You are given the marginal distributions of X and Y completely. What can you determine about their joint distribution p(x,y)?
AThe joint is fully determined — the marginals contain all information about the pair
BThe joint can be recovered by multiplying the two marginals together
CThe joint cannot be fully determined — many different joints share the same marginals
DThe joint is determined only when X and Y take the same set of values
Marginals tell you what each variable does in isolation — they are the 'shadows' of the joint, obtained by summing out the other variable. But the same marginals are consistent with many different joint distributions: X and Y could be positively correlated, negatively correlated, or independent, all while sharing identical marginals. Option B describes exactly the independence case — if X and Y happen to be independent, then the joint does equal the product of marginals. But assuming independence when it hasn't been established is the key error to avoid.
Question 2 Multiple Choice
For discrete X and Y, you verify that p(x,y) = p_X(x)·p_Y(y) holds for 95% of the pairs (x,y) in the support. What can you conclude?
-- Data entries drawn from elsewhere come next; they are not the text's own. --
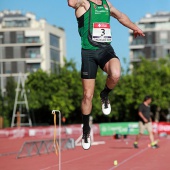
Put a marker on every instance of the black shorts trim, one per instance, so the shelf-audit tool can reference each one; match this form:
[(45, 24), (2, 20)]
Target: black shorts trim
[(91, 59)]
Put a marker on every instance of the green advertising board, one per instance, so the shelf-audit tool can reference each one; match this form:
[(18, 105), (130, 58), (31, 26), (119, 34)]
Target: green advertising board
[(125, 128)]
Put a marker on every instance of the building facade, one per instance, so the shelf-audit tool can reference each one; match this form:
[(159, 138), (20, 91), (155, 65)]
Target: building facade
[(156, 43), (27, 44)]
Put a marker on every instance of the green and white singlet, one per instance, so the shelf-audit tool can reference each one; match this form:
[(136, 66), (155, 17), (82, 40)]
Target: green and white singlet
[(94, 26)]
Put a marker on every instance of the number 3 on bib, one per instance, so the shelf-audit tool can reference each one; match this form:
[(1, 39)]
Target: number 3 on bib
[(101, 32)]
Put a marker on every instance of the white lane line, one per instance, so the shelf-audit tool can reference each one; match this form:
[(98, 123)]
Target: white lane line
[(131, 157), (72, 160)]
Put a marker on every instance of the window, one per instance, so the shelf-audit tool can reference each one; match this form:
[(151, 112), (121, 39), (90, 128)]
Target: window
[(33, 52), (150, 25), (54, 41), (138, 53), (32, 39), (16, 23), (55, 55), (54, 68), (20, 37), (32, 67), (163, 37)]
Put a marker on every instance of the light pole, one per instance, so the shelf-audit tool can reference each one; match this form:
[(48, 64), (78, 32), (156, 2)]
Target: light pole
[(1, 65), (2, 93)]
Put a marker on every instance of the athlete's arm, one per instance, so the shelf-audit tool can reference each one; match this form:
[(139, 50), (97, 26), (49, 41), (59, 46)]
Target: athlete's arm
[(141, 115), (76, 3), (124, 20)]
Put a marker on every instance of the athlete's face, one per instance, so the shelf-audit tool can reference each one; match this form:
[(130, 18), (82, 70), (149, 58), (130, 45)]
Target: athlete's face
[(149, 101)]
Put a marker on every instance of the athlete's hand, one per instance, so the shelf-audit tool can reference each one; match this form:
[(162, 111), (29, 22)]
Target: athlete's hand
[(138, 32), (145, 120)]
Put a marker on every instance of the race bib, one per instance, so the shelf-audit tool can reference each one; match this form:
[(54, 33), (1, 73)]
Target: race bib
[(101, 32)]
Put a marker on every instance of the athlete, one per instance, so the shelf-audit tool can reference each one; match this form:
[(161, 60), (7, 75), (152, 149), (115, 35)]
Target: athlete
[(93, 17), (145, 122)]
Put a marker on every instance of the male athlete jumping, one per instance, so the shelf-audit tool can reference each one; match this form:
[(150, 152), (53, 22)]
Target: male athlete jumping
[(93, 18)]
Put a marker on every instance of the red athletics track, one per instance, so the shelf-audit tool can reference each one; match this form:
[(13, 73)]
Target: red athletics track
[(99, 157)]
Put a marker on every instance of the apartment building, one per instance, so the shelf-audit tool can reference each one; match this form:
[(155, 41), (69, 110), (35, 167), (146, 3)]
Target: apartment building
[(156, 43), (27, 44)]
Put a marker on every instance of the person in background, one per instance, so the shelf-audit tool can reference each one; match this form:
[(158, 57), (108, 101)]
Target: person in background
[(145, 122)]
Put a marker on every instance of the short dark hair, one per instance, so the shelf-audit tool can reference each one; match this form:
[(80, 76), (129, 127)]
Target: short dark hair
[(147, 97)]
AX and Y are approximately independent
BX and Y are independent for practical purposes
CX and Y are not necessarily independent — independence requires the factoring to hold for all pairs
DX and Y are independent if the 5% of failing pairs have small probability
Independence is an all-or-nothing condition: p(x,y) = p_X(x)·p_Y(y) must hold for every pair (x,y) without exception. A single violating pair means the variables are dependent. There is no such thing as 'almost independent' in the formal sense — a distribution either factors exactly or it does not. Options A, B, and D reflect the intuition that 'close enough' should count, but in probability theory, dependence is determined by the structure of the full joint, not by a majority of pairs.
Question 3 True / False
Summing the joint PMF p(x,y) over all values of y yields the marginal PMF p_X(x).
TTrue
FFalse
Answer: True
This is the defining operation for computing marginals from a joint distribution. By summing out y, you ask: regardless of what Y is doing, what is the probability that X = x? The result — p_X(x) = Σ_y p(x,y) — is the marginal distribution of X. For continuous variables, the analogous operation is integration: f_X(x) = ∫ f(x,y) dy. The marginal is literally the 'margin' of the joint table — what you'd get by collapsing the table into a single column.
Question 4 True / False
Two random variables with identical marginal distributions is expected to have the same joint distribution.
TTrue
FFalse
Answer: False
This is the core misconception about marginals. Marginals describe each variable individually; the joint describes how they interact. Two entirely different dependency structures can produce identical marginals. For example, if X and Y are both uniform on {0,1}, you could have: (a) an independent joint where p(0,0)=p(0,1)=p(1,0)=p(1,1)=0.25, or (b) a perfectly correlated joint where p(0,0)=p(1,1)=0.5 and p(0,1)=p(1,0)=0. Both have uniform marginals, but completely different joints.
Question 5 Short Answer
Explain why you cannot reconstruct a joint distribution from its marginals alone. What does the joint tell you that the marginals do not?
Think about your answer, then reveal below.
Model answer: The marginals tell you the individual behavior of each variable separately, but say nothing about how the variables relate to each other. The joint distribution captures the dependency structure — whether high values of X tend to coincide with high or low values of Y, and how strongly. This relationship information is entirely absent from the marginals. To reconstruct the joint, you would need additional information such as the conditional distributions or the full covariance structure.
The gap between 'marginals' and 'joint' is precisely the concept of statistical dependence. If X and Y are independent, the joint is completely determined by the marginals (it's their product). But in all other cases, knowing each variable individually gives you no information about their interaction. This is why joint distributions are the fundamental object in multivariate probability — all correlation, regression, and conditional reasoning stems from the additional information the joint contains beyond what the marginals show.